Il tempo ti corre sotto i piedini, e tu tieni il tuo ritmo senza scoraggiarti per qualche campitombolo e sfoderi un sorriso ammaliatore.

Ridi e cammini veloce, giochi e conquisti tutti , anche la micia che pur temendoti non sa starti lontana.

Sperimenti e ti allontani, con uno sguardo indietro ogni tanto, per vedere se ci sono, poi continui il tuo viaggio, fatto di salti e abbracci stretti.

Ti guardo ammirata di tanta temerarietà, e spero di saper esserci nel modo giusto per te.

Tu insegnami, che io cerco di imparare.

Con amore,

Mamma.

Chi racconta e chi ascolta.

Da molti anni, da quando mi occupo di formazione in ambito adottivo, mi capita di essere invitata ad incontri in cui si chiedono “testimonianze ” sulla propria storia adottiva.
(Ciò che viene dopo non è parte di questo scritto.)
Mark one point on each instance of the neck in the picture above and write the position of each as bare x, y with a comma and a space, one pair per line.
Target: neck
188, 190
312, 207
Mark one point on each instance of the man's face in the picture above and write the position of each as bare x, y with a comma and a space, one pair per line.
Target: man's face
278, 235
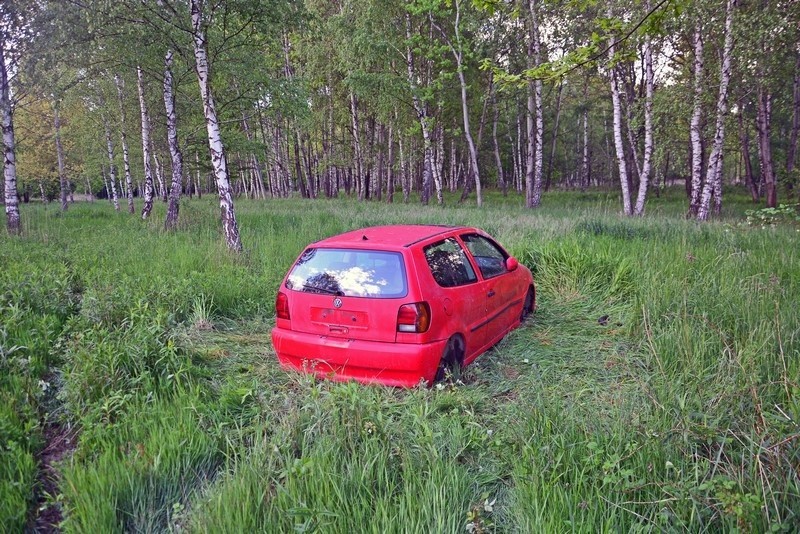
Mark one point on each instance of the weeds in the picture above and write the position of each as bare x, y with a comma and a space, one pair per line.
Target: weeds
656, 388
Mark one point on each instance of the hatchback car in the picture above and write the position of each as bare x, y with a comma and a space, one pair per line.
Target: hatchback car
398, 305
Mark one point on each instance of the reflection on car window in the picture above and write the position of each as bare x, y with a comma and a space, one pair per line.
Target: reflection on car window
351, 273
449, 264
491, 259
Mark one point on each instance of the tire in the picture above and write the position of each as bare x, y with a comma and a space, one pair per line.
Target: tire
450, 364
528, 306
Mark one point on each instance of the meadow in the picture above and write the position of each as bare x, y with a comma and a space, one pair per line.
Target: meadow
656, 388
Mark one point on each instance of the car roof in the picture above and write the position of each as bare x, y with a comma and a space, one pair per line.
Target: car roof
392, 236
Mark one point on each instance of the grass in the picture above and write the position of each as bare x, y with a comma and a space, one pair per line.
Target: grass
656, 387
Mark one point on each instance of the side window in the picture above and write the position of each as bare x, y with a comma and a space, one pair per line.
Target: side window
449, 264
491, 259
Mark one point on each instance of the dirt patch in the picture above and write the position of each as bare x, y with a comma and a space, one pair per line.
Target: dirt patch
60, 441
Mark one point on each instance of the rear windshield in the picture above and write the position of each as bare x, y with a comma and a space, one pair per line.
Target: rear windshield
349, 273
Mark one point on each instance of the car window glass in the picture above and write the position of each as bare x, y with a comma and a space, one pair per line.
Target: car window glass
349, 272
449, 264
491, 259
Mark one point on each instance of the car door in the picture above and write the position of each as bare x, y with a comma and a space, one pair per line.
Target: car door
461, 293
502, 300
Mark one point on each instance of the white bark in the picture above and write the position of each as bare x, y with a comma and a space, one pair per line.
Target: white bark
173, 208
10, 195
714, 169
62, 177
644, 175
162, 188
112, 172
125, 163
694, 129
359, 163
217, 149
619, 147
535, 122
148, 174
424, 120
458, 54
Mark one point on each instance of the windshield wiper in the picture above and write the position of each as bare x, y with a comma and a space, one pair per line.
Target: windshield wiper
325, 290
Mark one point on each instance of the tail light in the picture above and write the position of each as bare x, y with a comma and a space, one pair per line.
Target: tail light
414, 318
282, 306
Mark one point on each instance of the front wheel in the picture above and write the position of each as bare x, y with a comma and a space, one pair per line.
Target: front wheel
450, 364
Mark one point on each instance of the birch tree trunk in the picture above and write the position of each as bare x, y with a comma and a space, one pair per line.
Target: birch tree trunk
112, 170
162, 188
359, 161
174, 148
424, 120
555, 136
764, 126
694, 128
390, 165
714, 168
498, 160
148, 174
229, 225
791, 152
585, 176
644, 175
126, 164
618, 146
62, 178
10, 196
533, 173
744, 142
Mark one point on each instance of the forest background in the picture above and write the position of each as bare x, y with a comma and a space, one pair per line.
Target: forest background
657, 387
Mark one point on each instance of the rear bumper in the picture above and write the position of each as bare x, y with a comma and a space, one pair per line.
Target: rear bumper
390, 364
Inizialmente aderito con entusiasmo ed erano davvero occasioni molto belle di scambio, col tempo però ho deciso di non farlo più, non nei termini in cui veniva proposto almeno.

Da sempre ho avvertito, pur nella ricchezza e nell’emozione di queste situazioni, una sensazione di svuotamento, a seguire. Rovesciavo me stessa, in parole e e viscere, di fronte a persone che mi ascoltavano con gli occhi lucidi, talvolta commossi, altre rattristato, partecipi. Srotolavo vita e pensieri, travolgendo e facendomi travolgere da un misto di bisogno di essere utile e volontà di rassicurare, lenire, curare paure e timori.

Non andava bene. Per me di sicuro, ma neanche per loro.

Partiamo dal termine usato : “testimonianza” che già non amo perché con un’eco legata alla sfera religioso e a quella giuridica (si è testimoni di fede, si testimonia in tribunale), a questo preferisco ed utilizzo “storia di vita/ racconto di vita”, questo perché per quanto valore abbiano le singole storie (e ne hanno molto), il rischio è che vengano prese ad esempio, come una sorta di agiografia, senza conoscerne peraltro, tutti i risvolti che si intrecciano in esse e quindi senza averne un quadro completo.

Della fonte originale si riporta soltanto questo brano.